I Really Like Raphael, the Rebel Turtle

Danielle K. Brown looks to her left. She wears a black shirt that almost blends with the dark screen behind her.

Photo by Chad Brady.

Danielle K. Brown is an associate professor in the School of Journalism at Michigan State University and holds the 1855 Community and Urban Journalism Professorship. She is also the director of the LIFT Project, a collaborative effort that centers reparative narrative change for communities and in journalism. Before joining us for the program “When Does Protest Make a Difference?,” Brown chatted with us in the green room about the Teenage Mutant Ninja Turtles, her grandmother, and Juneteenth.

Q:

What’s the best food to have this time of the year?


A:

At all times of the year, it’s tacos. I’m from Texas originally—and so I’m taco-deprived [living in Michigan]. Every time I’m somewhere like L.A., it’s tacos.


Q:

What was the last thing that inspired you?


A:

My daughter. She’s a freshman in high school and just passed an AP test that I bombed in high school. She and my students have shown me regularly that we have hope for our future.


Q:

If you could time travel to any time, past or future, where would you go?


A:

I’d love to meet my grandmother before dementia started taking over. I would love to know what young her looked like and felt like and what she experienced. My work is so connected to my history and my ancestors. My dad was one of the youngest children—she had 13—and so she was older when I was born. I would love to have known her and had more time with her.


Q:

Who was your childhood hero?


A:

I really liked Raphael [of the Teenage Mutant Ninja Turtles]. He was the best because he was the rebel turtle. He pushed boundaries.

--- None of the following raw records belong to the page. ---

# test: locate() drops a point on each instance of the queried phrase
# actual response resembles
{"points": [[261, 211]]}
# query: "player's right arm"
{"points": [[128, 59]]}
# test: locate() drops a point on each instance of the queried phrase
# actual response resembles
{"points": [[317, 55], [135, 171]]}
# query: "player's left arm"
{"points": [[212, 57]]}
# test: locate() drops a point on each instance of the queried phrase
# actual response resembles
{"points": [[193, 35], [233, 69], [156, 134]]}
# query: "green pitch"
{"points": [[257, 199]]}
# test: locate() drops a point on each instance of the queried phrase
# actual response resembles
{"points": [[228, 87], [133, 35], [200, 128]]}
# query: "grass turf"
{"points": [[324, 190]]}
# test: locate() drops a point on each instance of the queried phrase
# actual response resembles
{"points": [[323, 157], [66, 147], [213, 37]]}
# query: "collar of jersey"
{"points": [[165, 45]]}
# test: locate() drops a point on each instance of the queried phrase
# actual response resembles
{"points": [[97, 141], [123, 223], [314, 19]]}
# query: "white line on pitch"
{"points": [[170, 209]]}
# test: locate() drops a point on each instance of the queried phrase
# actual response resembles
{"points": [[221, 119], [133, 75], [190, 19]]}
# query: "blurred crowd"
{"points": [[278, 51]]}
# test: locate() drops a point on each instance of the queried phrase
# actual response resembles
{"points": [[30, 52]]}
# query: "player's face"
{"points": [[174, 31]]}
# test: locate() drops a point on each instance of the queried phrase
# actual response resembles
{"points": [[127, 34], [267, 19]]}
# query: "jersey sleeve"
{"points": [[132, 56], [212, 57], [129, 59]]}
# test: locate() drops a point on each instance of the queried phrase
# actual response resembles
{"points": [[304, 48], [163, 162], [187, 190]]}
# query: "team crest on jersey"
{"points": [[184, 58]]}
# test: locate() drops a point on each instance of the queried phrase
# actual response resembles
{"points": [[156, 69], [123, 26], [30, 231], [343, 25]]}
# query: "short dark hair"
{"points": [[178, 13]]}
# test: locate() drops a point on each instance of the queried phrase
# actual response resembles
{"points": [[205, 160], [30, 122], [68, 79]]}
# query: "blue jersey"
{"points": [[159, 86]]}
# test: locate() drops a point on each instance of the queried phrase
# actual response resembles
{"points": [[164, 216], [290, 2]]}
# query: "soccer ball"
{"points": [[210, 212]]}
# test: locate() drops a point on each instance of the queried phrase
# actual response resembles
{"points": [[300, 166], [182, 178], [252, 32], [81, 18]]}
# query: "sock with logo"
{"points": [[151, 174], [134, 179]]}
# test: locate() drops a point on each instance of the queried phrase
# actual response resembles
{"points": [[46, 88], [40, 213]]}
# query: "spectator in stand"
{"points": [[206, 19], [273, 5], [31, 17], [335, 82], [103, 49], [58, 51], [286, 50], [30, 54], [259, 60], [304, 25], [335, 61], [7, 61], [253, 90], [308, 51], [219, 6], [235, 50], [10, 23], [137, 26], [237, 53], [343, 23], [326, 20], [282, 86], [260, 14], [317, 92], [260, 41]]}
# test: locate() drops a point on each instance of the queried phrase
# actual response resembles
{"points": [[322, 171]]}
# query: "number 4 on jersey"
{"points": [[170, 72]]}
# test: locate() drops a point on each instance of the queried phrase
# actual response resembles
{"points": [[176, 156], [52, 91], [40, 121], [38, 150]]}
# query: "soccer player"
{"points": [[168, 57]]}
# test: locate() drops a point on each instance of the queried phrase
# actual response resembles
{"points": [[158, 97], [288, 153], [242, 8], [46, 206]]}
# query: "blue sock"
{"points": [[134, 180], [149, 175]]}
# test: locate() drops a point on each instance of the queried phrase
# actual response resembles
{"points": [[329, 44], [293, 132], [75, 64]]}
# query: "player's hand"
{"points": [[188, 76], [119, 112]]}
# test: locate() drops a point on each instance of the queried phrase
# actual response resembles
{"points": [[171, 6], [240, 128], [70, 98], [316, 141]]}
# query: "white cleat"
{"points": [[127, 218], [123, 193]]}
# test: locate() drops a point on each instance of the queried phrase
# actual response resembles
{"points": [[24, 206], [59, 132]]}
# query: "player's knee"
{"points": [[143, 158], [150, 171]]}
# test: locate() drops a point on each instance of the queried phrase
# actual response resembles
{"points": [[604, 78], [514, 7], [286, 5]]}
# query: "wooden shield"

Outside of fictional characters, when I was young, I learned about Nelson Mandela and kind of obsessed over his work. It probably was my first introduction to understanding social movements and what challenging norms were about.


Q:

What surprises you most about your life right now?


A:

I live somewhere where it snows regularly in the winter. I’m from the south of the South and moved to the Midwest. I haven’t died yet—that’s actually the surprising part. Me and snow, we don’t get along. I don’t get along with ice either, and so the fact that I’m still alive and have experienced almost eight winters in the Midwest is incredible.


Q:

If you were a plant, what kind of plant would you be?


A:

I know what I wouldn’t be. I wouldn’t be an orchid. People keep buying me orchids, and I keep killing them. So I wouldn’t be that. I’d probably be some kind of succulent that’s really hard to kill, like the Chinese Money Plant.


Q:

Can you recall what was the first protest you ever saw on the news?


A:

When I was very young, I lived right on the border of Texas when the Oklahoma City Bombing happened. There were protests that followed [about] both the bombing and the trial with Timothy McVeigh. My dad was a civil servant, and so I was always terrified that my dad was going to hop in the fire truck and go where I saw so much turmoil on the news. Because that’s really how protests have been portrayed in the past and in the present: They are regularly portrayed as disruptive and violent. I was scared of them for a long time.


Q:

Do you have a favorite family tradition?


A:

Juneteenth is my favorite holiday to celebrate with my family. My dad is a smoker of barbecue. So, we have brisket and barbecue galore. And then the next day, of course, is all the leftover barbecue we make into tacos. It’s like the double whammy of holiday food. So, my favorite family tradition is the low-key family bonding that Juneteenth has always been for us in Texas.


Q:

With summer ending, do you have one last summer plan?


A:

After I leave here, I’m going straight to a faculty retreat. If you know retreats in academia, they are very long meetings with no pools and no margaritas. So, I may spend the weekend pretending; I’ll just blow up a pool at my house, maybe make my own beverage, so that I can finish up the summer in style.